San Francisco — SYNARC, one of the world’s leading providers of medical image analysis services to the pharmaceutical and biotechnology industries, announced today that Dr Peter Milner has joined the company to expand and enhance the company’s rapidly growing cardiac imaging services and solutions for the clinical trial setting.

Milner, FACC, cardiologist, industry veteran and successful entrepreneur brings more than 25 years of experience in drug development and clinical trial design in cardiovascular indications with an emphasis on imaging. He co-founded three successful biotech-biopharmaceutical companies, CV Therapeutics Inc, ARYx Therapeutics and Optivia Biotechnology. CV Therapeutics was acquired by Gilead for $1.5B in 2009.

SYNARC is seeking to integrate the most up to date advances in cardiac imaging to provide state of the art services to support its client needs.

"As an experienced provider of central cardiac imaging services, SYNARC has recognized the emerging need for better definitions of cardiovascular function, structure and vessel wall biology by integrating the latest imaging modalities into the clinical trial setting. These newer modalities are revolutionizing the way cardiology is practiced and have the potential to significantly improve the process of drug approval," stated Dr. Milner. These methods are critical to the evaluation of new therapies in cardiovascular disease and can also be used to better evaluate the cardiac safety of drugs. "There are multiple drugs under development that require efficacy and safety evaluation not only by traditional endpoint, but also using high quality imaging and biomarkers which SYNARC now has available."

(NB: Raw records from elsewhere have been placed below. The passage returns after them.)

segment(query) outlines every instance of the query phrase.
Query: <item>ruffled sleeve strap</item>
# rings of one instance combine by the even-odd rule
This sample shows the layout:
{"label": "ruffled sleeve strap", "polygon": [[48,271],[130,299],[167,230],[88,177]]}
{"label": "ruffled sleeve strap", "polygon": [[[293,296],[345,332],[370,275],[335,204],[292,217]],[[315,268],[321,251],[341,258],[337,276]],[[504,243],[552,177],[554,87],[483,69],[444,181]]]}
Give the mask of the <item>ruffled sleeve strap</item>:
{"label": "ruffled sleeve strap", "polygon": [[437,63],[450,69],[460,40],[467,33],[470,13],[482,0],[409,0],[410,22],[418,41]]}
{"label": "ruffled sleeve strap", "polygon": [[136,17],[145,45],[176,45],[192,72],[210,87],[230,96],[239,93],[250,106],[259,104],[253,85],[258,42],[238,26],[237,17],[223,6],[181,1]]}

Aaron Timm, head of Imaging for CCBR-SYNARC stated, "Dr. Peter Milner brings a unique combination of scientific expertise, experience and understanding of needs in cardiovascular drug development with focus on modern approaches to efficacy and safety monitoring using imaging modalities. Dr. Milner’s collaboration with SYNARC further enhances our cardiovascular offering in support of our clients’ development programs."